Rankin started London Doctors Clinic in 2014, darting between otherwise empty offices on the back of his motorbike for a year before raising £1m from private equity firm Oakfield, in exchange for 66% of the company. He has since raised £820,000 on Crowdcube and a further £2m from an internal funding round, with another round forthcoming later this year.
Armed with cash, the company has been able to expand to 11 clinics around London, all profitable, with another two in the pipeline. The ultimate plan is to become ‘the core of a complete healthcare business’, including physiotherapy, psychiatry, minor surgery and the management of chronic disease.
It’s not just Rankin’s ambition that demands deep pockets. The nature of London Doctors Clinic’s proposition – reliably being able to offer GP appointments on demand, at short notice – necessarily requires some excess capacity.
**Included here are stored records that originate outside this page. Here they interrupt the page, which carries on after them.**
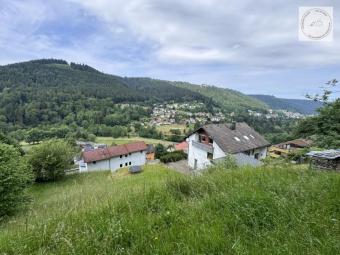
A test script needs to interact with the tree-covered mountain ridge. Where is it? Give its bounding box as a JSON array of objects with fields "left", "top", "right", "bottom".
[
  {"left": 0, "top": 59, "right": 267, "bottom": 129},
  {"left": 249, "top": 95, "right": 323, "bottom": 115}
]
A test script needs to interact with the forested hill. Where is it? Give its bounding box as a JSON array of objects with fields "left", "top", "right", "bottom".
[
  {"left": 250, "top": 95, "right": 322, "bottom": 114},
  {"left": 0, "top": 59, "right": 266, "bottom": 129},
  {"left": 173, "top": 82, "right": 268, "bottom": 112}
]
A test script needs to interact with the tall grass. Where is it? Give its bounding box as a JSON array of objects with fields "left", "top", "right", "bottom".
[{"left": 0, "top": 166, "right": 340, "bottom": 254}]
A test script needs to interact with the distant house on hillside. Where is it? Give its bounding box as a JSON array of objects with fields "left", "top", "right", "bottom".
[
  {"left": 175, "top": 141, "right": 189, "bottom": 154},
  {"left": 269, "top": 139, "right": 313, "bottom": 158},
  {"left": 146, "top": 144, "right": 155, "bottom": 160},
  {"left": 79, "top": 142, "right": 147, "bottom": 172},
  {"left": 306, "top": 149, "right": 340, "bottom": 171},
  {"left": 187, "top": 122, "right": 270, "bottom": 170}
]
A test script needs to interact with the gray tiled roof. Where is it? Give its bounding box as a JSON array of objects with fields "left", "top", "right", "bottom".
[{"left": 201, "top": 122, "right": 270, "bottom": 154}]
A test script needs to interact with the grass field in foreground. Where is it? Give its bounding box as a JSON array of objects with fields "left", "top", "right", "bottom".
[
  {"left": 0, "top": 165, "right": 340, "bottom": 254},
  {"left": 96, "top": 136, "right": 173, "bottom": 146}
]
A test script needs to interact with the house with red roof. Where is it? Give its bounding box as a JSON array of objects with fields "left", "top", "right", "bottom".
[{"left": 79, "top": 141, "right": 147, "bottom": 172}]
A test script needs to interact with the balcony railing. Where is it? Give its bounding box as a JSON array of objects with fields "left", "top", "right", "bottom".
[{"left": 192, "top": 141, "right": 214, "bottom": 153}]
‘We’re a retail business – we sell 15 minutes of a doctor’s time, so we have to have enough of those 15 minute appointments on the shelf that people can come in and know it’s reliably there. If it’s not, they’ll go elsewhere... though to be perfectly honest if you look at the market, there is nowhere else to go, presently.’
It’s not that there’s a lack of private GPs, Rankin explains, just that most of them are owner-operators that aren’t able to offer the same convenience. He doesn’t expect this to last, anticipating at the very least that the American healthcare giants will enter the primary care market to act as a feeder for their existing private hospitals. In any case, he’s not worried.
‘The market is so vast for providing convenient access to healthcare – to pretty much every aspect of life in London really – that we welcome it. The more practitioners there are, the more people will be aware,’ says Rankin. ‘Where there’s a Starbucks, there should be a Costa or a Nero.’